The worst of the automotive industry crisis is over, and world sales are set to stabilize next year, a Moody's analyst told the Reuters Auto Summit today.
However, European manufacturers, which have been brought back from the brink by government support measures, still need to solve the problem of excess production capacity and take steps to improve operating profitability if they are to keep their investment ratings, said Falk Frey, Moody's senior vice president corporate finance.
"Our concern is that price pressure will accelerate because of oversupply and overcapacity and the negative price effect resulting from the underlying trend toward cheaper, smaller cars, as well as the need to reduce CO2 emissions and tax schemes that favor cars with lower emissions," Frey said.
Overcapacity still an issue
He said the European auto industry would fall short of a 75 percent to 80 percent break-even capacity utilization rate this year. The average rate in 2009 will be below 70 percent in a market where political concerns make job cuts and plant closures virtually impossible, he said.
"In Europe we have seen some capacity reductions. However, there has been new capacity being built up locally in those markets where labor is cheaper -- Eastern Europe -- in expectation of strong demand and also to be imported into (Western) Europe"

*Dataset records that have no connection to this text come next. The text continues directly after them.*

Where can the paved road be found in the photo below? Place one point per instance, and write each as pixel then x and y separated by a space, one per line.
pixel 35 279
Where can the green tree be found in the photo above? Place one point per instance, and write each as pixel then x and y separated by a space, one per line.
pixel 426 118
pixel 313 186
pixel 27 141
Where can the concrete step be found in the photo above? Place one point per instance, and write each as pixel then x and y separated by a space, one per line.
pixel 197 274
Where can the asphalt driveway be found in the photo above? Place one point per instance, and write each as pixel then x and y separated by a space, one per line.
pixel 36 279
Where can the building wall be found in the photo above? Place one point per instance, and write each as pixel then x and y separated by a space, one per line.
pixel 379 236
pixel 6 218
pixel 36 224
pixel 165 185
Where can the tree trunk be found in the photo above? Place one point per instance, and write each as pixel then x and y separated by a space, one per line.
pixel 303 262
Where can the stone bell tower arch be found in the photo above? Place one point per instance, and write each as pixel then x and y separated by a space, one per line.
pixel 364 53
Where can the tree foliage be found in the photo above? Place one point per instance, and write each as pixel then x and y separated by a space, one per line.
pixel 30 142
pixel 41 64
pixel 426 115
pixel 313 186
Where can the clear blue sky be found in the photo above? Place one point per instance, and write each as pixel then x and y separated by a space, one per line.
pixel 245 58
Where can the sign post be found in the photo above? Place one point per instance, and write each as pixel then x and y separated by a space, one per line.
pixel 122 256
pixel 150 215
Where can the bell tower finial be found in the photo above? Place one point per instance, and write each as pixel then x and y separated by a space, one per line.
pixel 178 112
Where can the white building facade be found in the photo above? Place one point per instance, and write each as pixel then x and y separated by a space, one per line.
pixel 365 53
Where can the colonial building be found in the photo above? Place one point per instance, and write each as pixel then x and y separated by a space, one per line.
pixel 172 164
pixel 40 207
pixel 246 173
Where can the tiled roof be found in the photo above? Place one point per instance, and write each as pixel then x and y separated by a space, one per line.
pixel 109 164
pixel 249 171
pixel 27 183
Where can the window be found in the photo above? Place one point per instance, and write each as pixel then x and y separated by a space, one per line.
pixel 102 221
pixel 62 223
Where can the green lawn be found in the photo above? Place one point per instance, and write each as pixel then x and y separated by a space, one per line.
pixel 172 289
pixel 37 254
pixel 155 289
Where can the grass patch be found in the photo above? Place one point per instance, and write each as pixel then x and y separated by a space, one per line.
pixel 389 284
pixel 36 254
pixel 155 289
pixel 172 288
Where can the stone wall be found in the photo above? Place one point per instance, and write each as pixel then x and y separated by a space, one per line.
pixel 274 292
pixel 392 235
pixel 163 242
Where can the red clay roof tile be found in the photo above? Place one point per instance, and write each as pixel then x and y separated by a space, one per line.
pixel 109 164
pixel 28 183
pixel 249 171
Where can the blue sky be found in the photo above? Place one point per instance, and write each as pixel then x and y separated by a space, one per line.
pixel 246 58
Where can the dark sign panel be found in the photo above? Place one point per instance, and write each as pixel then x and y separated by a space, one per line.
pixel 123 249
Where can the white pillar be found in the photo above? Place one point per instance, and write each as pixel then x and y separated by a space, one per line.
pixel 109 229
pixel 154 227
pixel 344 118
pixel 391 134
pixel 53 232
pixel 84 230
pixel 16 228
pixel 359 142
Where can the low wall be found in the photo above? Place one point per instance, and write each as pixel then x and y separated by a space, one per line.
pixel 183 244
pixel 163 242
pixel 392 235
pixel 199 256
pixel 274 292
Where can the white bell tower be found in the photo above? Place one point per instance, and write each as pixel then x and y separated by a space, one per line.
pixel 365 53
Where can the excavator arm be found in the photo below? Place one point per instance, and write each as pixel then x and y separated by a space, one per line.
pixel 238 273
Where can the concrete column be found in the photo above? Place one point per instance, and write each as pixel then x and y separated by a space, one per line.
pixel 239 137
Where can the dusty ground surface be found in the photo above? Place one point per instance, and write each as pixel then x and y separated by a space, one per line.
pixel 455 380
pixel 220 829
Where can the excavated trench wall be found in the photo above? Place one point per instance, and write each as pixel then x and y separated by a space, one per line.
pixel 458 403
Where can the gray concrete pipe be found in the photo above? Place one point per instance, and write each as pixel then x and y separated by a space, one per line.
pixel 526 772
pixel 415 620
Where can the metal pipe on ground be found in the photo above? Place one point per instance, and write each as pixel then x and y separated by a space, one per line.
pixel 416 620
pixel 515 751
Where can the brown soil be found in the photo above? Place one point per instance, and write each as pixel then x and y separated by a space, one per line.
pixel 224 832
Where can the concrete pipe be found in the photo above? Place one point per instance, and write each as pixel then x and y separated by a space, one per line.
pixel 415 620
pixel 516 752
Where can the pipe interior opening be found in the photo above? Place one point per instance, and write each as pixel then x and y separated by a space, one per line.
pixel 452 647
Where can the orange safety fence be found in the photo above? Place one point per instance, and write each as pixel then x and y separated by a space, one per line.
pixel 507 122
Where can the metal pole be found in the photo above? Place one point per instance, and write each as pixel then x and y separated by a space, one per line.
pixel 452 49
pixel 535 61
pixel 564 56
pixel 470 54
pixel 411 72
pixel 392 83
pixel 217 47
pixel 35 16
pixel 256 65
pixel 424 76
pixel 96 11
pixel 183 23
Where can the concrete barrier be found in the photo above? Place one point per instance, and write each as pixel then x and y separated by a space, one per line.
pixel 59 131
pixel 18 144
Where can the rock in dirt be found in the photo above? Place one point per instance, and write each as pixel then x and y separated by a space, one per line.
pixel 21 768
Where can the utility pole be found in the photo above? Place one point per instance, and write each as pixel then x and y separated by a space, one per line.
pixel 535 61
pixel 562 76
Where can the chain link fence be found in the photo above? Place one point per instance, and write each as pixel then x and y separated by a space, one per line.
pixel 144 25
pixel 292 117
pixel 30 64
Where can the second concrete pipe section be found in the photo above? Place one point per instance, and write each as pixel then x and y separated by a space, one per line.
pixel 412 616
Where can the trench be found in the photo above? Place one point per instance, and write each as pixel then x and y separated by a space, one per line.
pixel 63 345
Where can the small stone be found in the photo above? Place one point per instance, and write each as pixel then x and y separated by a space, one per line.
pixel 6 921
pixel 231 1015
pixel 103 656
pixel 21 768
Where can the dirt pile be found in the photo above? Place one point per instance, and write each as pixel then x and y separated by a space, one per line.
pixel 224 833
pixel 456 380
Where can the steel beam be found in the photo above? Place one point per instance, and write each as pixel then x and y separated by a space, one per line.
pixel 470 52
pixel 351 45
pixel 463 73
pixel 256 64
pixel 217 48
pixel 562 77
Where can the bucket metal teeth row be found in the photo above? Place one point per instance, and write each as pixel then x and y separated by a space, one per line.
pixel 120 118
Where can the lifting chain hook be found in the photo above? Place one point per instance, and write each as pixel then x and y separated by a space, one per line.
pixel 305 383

"The European industry is facing formidable challenges," Frey said, although he held back from predicting the wave of consolidation that many expect as carmakers look for ways to reduce costs and generate economies of scale.
"We do not anticipate big mergers. Companies are looking more toward cooperation, joint ventures with regard to certain technologies," Frey said.
Consolidation in the supplier sector is more likely, he said, with several big deals -- like Schaeffler's Continental bid -- already done.
Earlier this week France's Faurecia said it would buy into the clean-emissions technology segment with its purchase of Emcon Technologies.
"One issue is trying to get more volumes on single platforms, to save r&d costs and get economies of scale on purchasing and production," Frey said.
World market stabilizing
Moody's expects the world auto market to stabilize next year, rising 2 percent, following an 8 percent fall expected for 2009. But different regions will show large variations.
The European market is expected to fall 9 percent as scrapping incentive schemes fade and signs of economic recovery take time to boost consumer confidence.
"I think the effectiveness (of scrapping schemes) will decline rapidly and don't see a real positive impact in 2010," said Frey.
France, Italy and the UK are expected to fall 5 percent each next year, while Germany, where an extremely generous scrapping scheme ran out in September, will drop 25 percent, Frey said.